Get the newest Reactome gene sets for pathway analysis
For first-pass pathway analysis I find Reactome to be the most useful database of gene sets for biologists to understand. For a long time I have been using Reactome gene sets as deposited to the GSEA/MSigDB website. Recently a colleague pointed me to the gene matrix file offered directly on the Reactome webpage (Thanks Dr Okabe).
The latest Reactome gene set matrix file (gmt) can be found at this link https://reactome.org/download/current/ReactomePathways.gmt.zip |
There are some differences. Firstly there are more gene sets in the one from the Reactome webpage (accessed 2018-05-09)
$ wc -l *gmt
674 c2.cp.reactome.v6.1.symbols.gmt
2022 ReactomePathways.gmt
2696 total
Secondly, there are more genes included in one or more gene sets:
$ cut -f3- c2.cp.reactome.v6.1.symbols.gmt | tr '\t' '\n' | sort -u | wc -l
6025
$ cut -f3- ReactomePathways.gmt | tr '\t' '\n' | sort -u | wc -l
10852
And overall there are about threefold more gene-pathway entries
$ cut -f3- ReactomePathways.gmt | wc -w
106405
$ cut -f3- c2.cp.reactome.v6.1.symbols.gmt | wc -w
37601
I also looked at whether the gene sets had the same names.

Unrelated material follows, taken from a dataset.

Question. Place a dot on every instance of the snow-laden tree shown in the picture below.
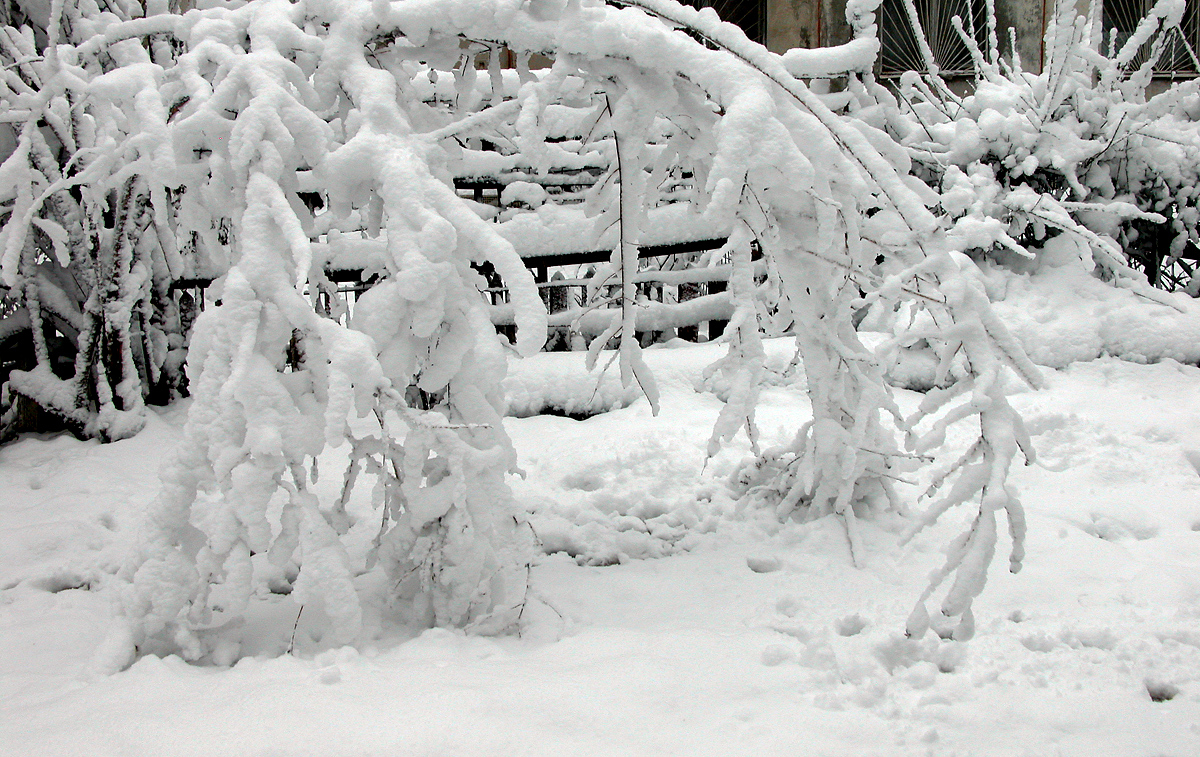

First I counted the names that were common.
$ comm -12 <(cut -f1 ReactomePathways.gmt | tr '[a-z]' '[A-Z]' | tr ' -' '_' | sort ) <(cut -f1 c2.cp.reactome.v6.1.symbols.gmt | tr '[a-z]' '[A-Z]' | tr ' -' '_' | sed 's/REACTOME_//' | sort ) | wc -l
414
Then I counted the names specific to the MSigDB version
$ comm -13 <(cut -f1 ReactomePathways.gmt | tr '[a-z]' '[A-Z]' | tr ' -' '_' | sort ) <(cut -f1 c2.cp.reactome.v6.1.symbols.gmt | tr '[a-z]' '[A-Z]' | tr ' -' '_' | sed 's/REACTOME_//' | sort ) | wc -l
260
Lastly I counted the names specific to the official version
$ comm -23 <(cut -f1 ReactomePathways.gmt | tr '[a-z]' '[A-Z]' | tr ' -' '_' | sort ) <(cut -f1 c2.cp.reactome.v6.1.symbols.gmt | tr '[a-z]' '[A-Z]' | tr ' -' '_' | sed 's/REACTOME_//' | sort ) | wc -l
1608
I have re-run a couple of GSEAs with the official Reactome gene sets and have obtained MUCH better results, so I would recommend to use the official Reactome release for future pathway analyses. It would be great if GSEA/MSigDB team could update their Reactome soon.
Finally, if you include Reactome data in your publications, please cite them so they can continue their awesome work.